The data model
This interactive report is built using Microsoft Power BI, and data from the New York Times’ Github-hosted coronavirus dataset. The report’s data updates twice a day, at 10pm and 10am. We originally built this just to use internally, but our hope is that you’ll find value in it as well.
Our Report adds a modeling layer on top of the New York Times’ raw data. Their datasets track daily reports of the cumulative cases and fatalities in every county in the US. We used those totals to derive a model that includes:
- County-by-county daily new cases and daily new fatalities
- A 2 week moving average of daily new cases and daily fatalities
- The growth rate of new cases and fatalities in a 2 week period relative to the previous two weeks.
Video: Introducing the COVID-19 Data Analyzer
Glenn Burnside walks through this custom-made COVID-19 Data Analyzer, built using Power BI.
Growth rate analysis
We built this report to highlight what we believe are the two most important metrics to monitor for any given geography – the growth rate in cases, and the growth rate in fatalities. These primary drivers are informed by the federal government’s phased re-entry guidelines.
Those guidelines specifically call for a downward trajectory of cases in a 14-day window as the primary criteria for phased re-opening. But with so much variation in new cases and fatality counts from day-to-day, it can be challenging to understand what the “trajectory” is over a 2 week period.

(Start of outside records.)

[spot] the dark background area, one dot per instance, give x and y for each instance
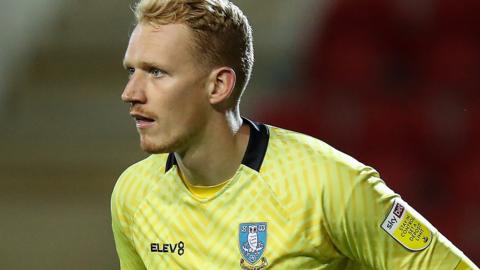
(394, 83)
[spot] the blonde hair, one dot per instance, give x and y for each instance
(222, 34)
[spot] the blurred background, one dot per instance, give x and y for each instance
(394, 83)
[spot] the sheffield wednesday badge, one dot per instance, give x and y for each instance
(252, 243)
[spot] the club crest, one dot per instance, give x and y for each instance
(252, 242)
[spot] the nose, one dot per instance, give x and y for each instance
(134, 91)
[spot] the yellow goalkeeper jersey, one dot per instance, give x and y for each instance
(294, 203)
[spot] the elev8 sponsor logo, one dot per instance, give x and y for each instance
(398, 210)
(178, 248)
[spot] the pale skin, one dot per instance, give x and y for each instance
(179, 104)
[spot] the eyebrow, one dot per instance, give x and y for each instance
(142, 64)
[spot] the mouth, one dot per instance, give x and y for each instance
(142, 121)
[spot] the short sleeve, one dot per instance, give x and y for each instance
(129, 258)
(376, 228)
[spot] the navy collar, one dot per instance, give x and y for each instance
(256, 148)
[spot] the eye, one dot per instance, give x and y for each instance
(156, 73)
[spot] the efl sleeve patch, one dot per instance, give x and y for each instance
(407, 227)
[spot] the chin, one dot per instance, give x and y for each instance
(153, 147)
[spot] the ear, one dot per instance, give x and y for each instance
(221, 85)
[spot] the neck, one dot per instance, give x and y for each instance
(217, 152)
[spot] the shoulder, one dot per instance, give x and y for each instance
(311, 167)
(303, 151)
(136, 181)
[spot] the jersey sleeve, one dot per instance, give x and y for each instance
(374, 227)
(121, 226)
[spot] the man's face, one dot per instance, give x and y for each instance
(166, 88)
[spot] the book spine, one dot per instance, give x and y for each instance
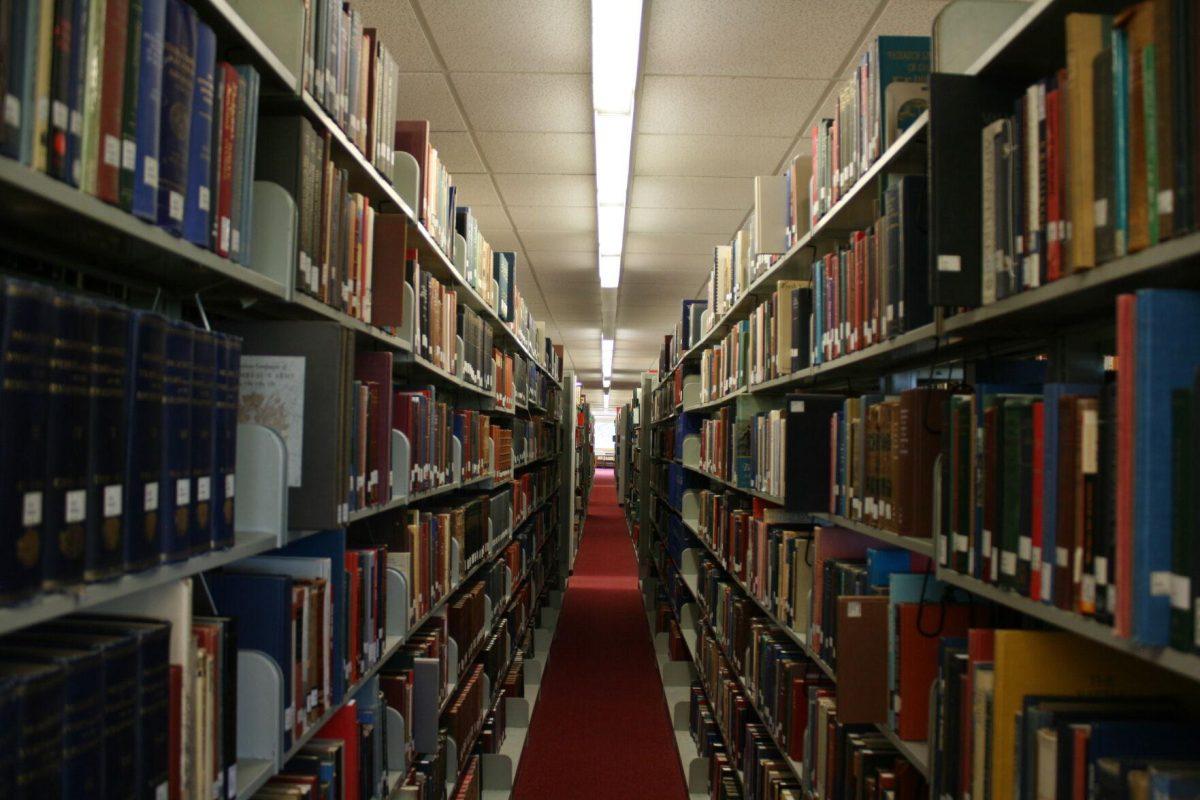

Establishing the 2 week period growth rate is the best model we’ve seen for identifying if a particular geographic region, down to the county level, is achieving the federal guidelines for “Downward trajectory”. If the growth rate is negative, that means that in the most recent two week period, the average new cases or average fatalities were lower than in the previous two week. Likewise, if the % growth is positive, that means the most recent two weeks demonstrated an upward trajectory of new cases or fatalities.
Being able to visualize how these two numbers are changing over time, as well as being able to identify which states and counties are or aren’t consistently trending down, has helped us to make more informed decisions about how and when to best re-open our physical offices.We’re also able to help our distributed team members around the country to understand what’s happening in their parts of the country, so they can make more informed decisions about their own health and well-being.
Turning data into action
While we aren’t advocating reopening, we want leaders to see the facts and have the tools to make decisions that are the best for their employees. Our top priority in making decisions is to limit the risk of exposure to COVID-19 for all our employees. Using the COVID-19 Data Analyzer, we put together a toolkit with gating criteria and a phased re-entry plan to guide our decision-making and communication to our team.
Our gating criteria for reentry plans
These are the gating criteria we’ve applied to our company’s strategy, and you may find them useful for your business too. These are the criteria that, to us, indicate a trend towards being able to open up for on-site operations.
Within the most recent 14 day period, these criteria should be met:
- New Daily Coronavirus cases are declining
- AND Positive Tests as a % of total tests
- AND Testing Volume is flat or increasing
- AND Flu-like illnesses reported is declining
- AND Covid-like symptomatic cases is declining
- AND Hospitals can treat all patients without crisis care
- AND At-risk Healthcare workers have robust testing in place
- AND We have reliable access to materials necessary for incremental disinfecting and cleaning workstations and points of transmission (e.g. – can we get hand sanitizer and disinfecting wipes in enough volume to support having people in the office)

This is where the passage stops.